Niet minder kenmerkend zijn verzen als ‘Rococo’ en ‘Landschap van Rameau’. Het laatste gedicht is een knappe evocatie van de muziek van de meest vooraanstaande rococo-componist. Menigmaal kiest Ghyssaert onderwerpen die slecht met zijn luchtige aanpak samen lijken te gaan. Tragische gevallen, gestoorden, zieken vooral spelen in zijn poëzie een grote rol. De dichter heeft terdege beseft dat deze tegenstelling van thema en toon uitgebuit kan worden. Zo maakte hij van ‘Het testament’ een regelrecht komische tekst.

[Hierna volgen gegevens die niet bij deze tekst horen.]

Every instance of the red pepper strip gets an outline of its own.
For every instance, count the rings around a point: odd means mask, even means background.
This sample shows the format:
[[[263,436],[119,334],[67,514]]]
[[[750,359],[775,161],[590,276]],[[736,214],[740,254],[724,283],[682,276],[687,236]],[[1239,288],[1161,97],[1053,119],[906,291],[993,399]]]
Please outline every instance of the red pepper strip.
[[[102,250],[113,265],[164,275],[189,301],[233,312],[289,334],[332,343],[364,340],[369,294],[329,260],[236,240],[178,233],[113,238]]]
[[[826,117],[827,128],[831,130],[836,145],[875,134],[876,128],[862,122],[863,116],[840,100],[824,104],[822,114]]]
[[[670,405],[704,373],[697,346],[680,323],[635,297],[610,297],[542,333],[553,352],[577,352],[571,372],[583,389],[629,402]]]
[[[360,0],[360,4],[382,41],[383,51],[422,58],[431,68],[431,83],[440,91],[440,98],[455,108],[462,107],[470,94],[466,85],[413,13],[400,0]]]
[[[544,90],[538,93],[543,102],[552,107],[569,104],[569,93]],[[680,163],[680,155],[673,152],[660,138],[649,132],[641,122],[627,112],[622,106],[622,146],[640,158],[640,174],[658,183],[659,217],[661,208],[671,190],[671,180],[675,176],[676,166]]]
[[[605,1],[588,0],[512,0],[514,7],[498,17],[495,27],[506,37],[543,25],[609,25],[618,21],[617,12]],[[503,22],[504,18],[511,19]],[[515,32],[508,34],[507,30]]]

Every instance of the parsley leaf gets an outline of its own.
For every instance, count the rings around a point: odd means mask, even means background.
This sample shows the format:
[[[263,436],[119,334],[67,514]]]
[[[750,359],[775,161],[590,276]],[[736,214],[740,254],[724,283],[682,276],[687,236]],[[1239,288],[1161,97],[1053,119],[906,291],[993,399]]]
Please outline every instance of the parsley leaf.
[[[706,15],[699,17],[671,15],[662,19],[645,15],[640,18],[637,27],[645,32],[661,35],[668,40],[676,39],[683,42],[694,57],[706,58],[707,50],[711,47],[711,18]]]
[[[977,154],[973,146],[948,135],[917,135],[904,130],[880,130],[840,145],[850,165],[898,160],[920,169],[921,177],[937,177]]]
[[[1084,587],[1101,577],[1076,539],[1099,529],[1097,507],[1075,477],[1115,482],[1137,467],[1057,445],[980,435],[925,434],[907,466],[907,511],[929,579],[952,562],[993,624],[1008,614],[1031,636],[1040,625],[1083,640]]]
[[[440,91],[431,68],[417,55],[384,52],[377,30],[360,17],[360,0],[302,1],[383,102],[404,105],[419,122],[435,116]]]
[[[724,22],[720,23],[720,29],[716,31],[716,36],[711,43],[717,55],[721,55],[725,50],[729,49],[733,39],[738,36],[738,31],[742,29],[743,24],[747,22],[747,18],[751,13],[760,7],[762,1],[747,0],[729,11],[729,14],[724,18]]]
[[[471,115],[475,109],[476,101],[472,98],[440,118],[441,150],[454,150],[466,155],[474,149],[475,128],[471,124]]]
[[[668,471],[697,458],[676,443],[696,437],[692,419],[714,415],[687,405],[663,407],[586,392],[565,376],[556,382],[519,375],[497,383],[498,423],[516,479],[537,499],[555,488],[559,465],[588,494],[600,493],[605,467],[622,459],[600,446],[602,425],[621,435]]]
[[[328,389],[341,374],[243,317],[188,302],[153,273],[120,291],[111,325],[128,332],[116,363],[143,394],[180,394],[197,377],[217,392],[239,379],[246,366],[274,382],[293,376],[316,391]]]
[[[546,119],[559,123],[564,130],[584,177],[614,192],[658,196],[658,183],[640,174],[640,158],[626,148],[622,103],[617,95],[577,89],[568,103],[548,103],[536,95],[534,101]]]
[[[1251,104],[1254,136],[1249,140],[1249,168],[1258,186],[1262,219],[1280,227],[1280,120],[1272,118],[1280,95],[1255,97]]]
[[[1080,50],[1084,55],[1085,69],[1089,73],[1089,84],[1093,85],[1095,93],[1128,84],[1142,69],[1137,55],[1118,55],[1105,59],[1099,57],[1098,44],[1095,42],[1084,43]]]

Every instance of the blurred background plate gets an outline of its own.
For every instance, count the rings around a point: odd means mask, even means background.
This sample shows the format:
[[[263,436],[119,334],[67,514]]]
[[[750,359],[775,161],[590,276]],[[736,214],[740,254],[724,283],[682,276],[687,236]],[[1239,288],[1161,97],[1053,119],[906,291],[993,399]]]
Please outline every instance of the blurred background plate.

Om meer dan één reden is hij te beschouwen als een geestverwant van Luuk Gruwez. De mengeling van ernstig onderwerp en prachtlievende verwoording geeft aan Honingtuin juist voldoende scherpte. De fraaie hulzen van Peter Ghyssaert zijn niet helemaal leeg.

Bron: PZC

Honingtuin

Hij betast de raten en bekijkt ze,
sprenkelt witte rook over de bijen, rooft
zonder pijn van honderdduizend angels
zoete, voorgekauwde hompen: de vermolmde
schatten uit de honingtuin;
stil en bars is hij, een bijensmid,
en hij beslaat het pantser van zijn bijen
met eenvoudig, duurzaam suikerwater:
zij brengen hem een winst van was en honing
-witte, ongekwetste was in potten,
dun gemaakte honing voor de glazen-
en omheinen met hun zwarte keurtroepen
de tuin tegen van angst gekrompen velden
waar het stil geworden is, doodstil;
nooit weg te denken is het zacht gebrom
van een constante en sublieme hulde.